30.12.22

Stella Maris

Einstürzende Neubauten & Meret Becker, “Stella Maris”, in https://www.youtube.com/watch?v=o1gDClilqdU

Prometo o arquipélago bucólico, onde apenas se falam palavras simples. No refúgio da alma, como se precisássemos de exílio, sem sabermos exílio de quê. Exílio apenas, como pretexto de uma entrega sem fronteiras.

Prometo a estrela figurada arrancada à boca do céu. Para dela fazeres guia, dispensando a bússola de outro modo exigível.
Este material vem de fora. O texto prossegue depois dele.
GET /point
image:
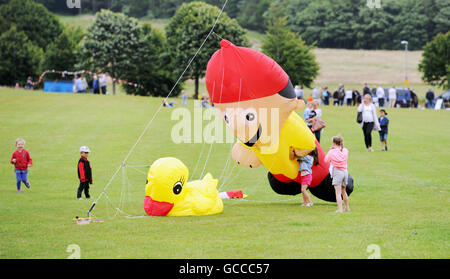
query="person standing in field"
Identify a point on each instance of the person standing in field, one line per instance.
(305, 169)
(21, 160)
(315, 94)
(384, 123)
(348, 97)
(102, 82)
(370, 120)
(341, 95)
(355, 96)
(29, 84)
(392, 96)
(338, 157)
(183, 97)
(326, 96)
(95, 85)
(380, 95)
(430, 99)
(299, 92)
(84, 173)
(336, 98)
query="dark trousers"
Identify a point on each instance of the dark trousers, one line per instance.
(84, 186)
(367, 130)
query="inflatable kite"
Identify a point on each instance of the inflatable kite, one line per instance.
(168, 193)
(256, 99)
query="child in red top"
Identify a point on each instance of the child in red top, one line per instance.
(21, 160)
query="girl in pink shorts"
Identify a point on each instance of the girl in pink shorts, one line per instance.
(306, 162)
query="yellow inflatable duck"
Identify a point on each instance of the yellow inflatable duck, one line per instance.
(168, 193)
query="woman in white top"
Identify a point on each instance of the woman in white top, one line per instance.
(370, 120)
(315, 113)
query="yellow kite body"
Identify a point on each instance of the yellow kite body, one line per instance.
(168, 193)
(294, 134)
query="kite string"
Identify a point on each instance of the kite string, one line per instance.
(158, 110)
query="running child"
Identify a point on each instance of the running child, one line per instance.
(21, 160)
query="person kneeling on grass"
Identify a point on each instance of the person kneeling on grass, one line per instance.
(21, 160)
(84, 173)
(338, 157)
(306, 163)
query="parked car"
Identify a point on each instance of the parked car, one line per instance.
(446, 99)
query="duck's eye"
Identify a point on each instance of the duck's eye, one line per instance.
(249, 116)
(177, 188)
(226, 119)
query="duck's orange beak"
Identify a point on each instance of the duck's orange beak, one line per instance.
(156, 208)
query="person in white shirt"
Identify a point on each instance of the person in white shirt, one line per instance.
(380, 95)
(102, 83)
(392, 96)
(315, 93)
(370, 120)
(348, 97)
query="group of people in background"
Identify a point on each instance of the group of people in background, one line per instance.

Em preparação do sortilégio de que somos embaixadores, arrumando no amanhã a pele insondável.

Prometo o que for de fora de mim, até que a estrada esteja pronta para nos dar o infinito.

Prometo a neve em vez do Verão, o frio heurístico como modo de ser, os lagos encaixados na cordilheira alcantilada, o verbo alpino que desfaz o ultraje da rotina, os arranjos estimados na ardósia diligente, os mapas que sacrificam o sangue sedentário. Prometo, com o vagar das sílabas, disfarçar a limitação do tempo para sermos perenes. E prometo desmentir as clepsidras que se estimam na varanda dos dias, por sermos autênticos tutores das estrofes que habilitam o presente.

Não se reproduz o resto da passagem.